Years ago, the city decided to get out of doing dispatch, so the issue would not be between the city and the county but the county and Guilfoyle Ambulance Service, the private company that handles ambulance calls within the city.
“It’ll be up to 15 county legislators to decide, not five city council members,” Mr. Gray said.
In an interview before the second resolution was made public, Mr. Gray suggested that the fire department go on all calls or the city should stop responding to all EMS calls. He did not know then that it appears the city is ready to end EMS calls if the county doesn’t agree to make the change to EMD.
But Mayor Smith said Fire Chief Matthew Timerman and Bruce G. Wright, Guilfoyle’s CEO and president, think that EMD is the safest way to handle EMS calls.
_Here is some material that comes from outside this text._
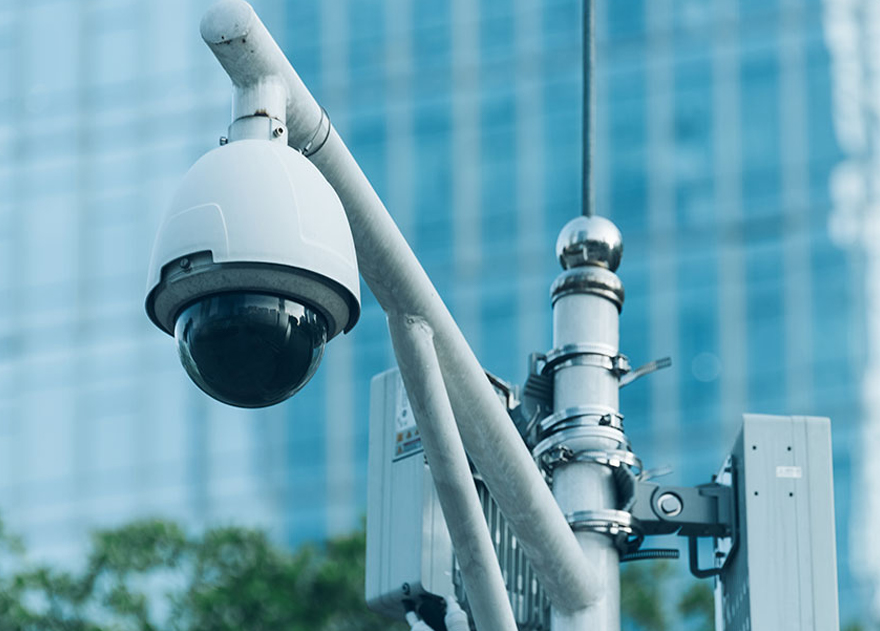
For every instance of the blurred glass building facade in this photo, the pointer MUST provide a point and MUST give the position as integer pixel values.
(719, 137)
County dispatchers now notify the fire department after a call comes in to them and they automatically send out a fire engine to the scene no matter the seriousness of the call.
Proponents say the fire department almost always gets to a scene first and that it saves lives.
Council members believe the fire department goes on far too many calls and that they could be drastically reduced with the EMD protocols.
The news of auctioning off the rescue truck also was abruptly learned late on Friday afternoon.
Fire Chief Timerman only learned of the city’s plans to put the rescue truck on AuctionInc. only after the agenda for Tuesday’s meeting came out on Friday. He was not consulted with the decision to do that.
“It’s hard to keep up with all the decisions,” Chief Timerman said. “My recommendation is to take our time and make them in a timely fashion and think them through.”
Mayor Smith requested the rescue truck go up for sale along with a series of other surplus equipment that the city wants to get rid of, he said.
“We’re not going to use it,” he said. “It would just sit there and deappreciate. We’re doing what we do with other surplus equipment.”
But Chief Timerman said the rescue truck contained some “jaws of life” equipment to extricate accident victims during vehicle accidents. The hydraulic rescue tool, a generator and cord reel are too big and cannot be transferred to any other vehicle in the department’s fleet.
“I’m just grateful that there hasn’t been a crisis” that would need the equipment, Chief Timerman said.
If the city doesn’t sell the truck, the equipment could still be available to the fire department and go out on a call when it was needed.
But Mayor Smith said that the department has some battery-operated extrication equipment that it can use, while the chief explained that there will be times that it needs more than that for bigger accident scenes.
Chief Timerman wondered why not just keep the vehicle for those occasions.
That situation shows that Mayor Smith doesn’t know what he’s talking about and that he’s making decisions without the input from the experts, said Daniel Daugherty, president of the Watertown Professional Firefighters’ Association, Local 191.
For years, the city has debated the issue of the rescue truck with the fire department and its union. The truck was mothballed amid a long contract dispute with the union.
Guifoyle Ambulance uses the EMD system when calls come into their dispatchers, as do county 911 dispatchers for the towns in the county.
Councilwoman Ruggiero questioned the timing of bringing up the EMS issue now during the ongoing pandemic. Residents are worried about attending council meetings at a time when COVID-19 cases are steadily increasing.
That means they cannot make their voices heard about the proposed change involving the county in public, she said.
The City Council meeting will be at 7 p.m. Tuesday in the third-floor council chambers of City Hall, 245 Washington St.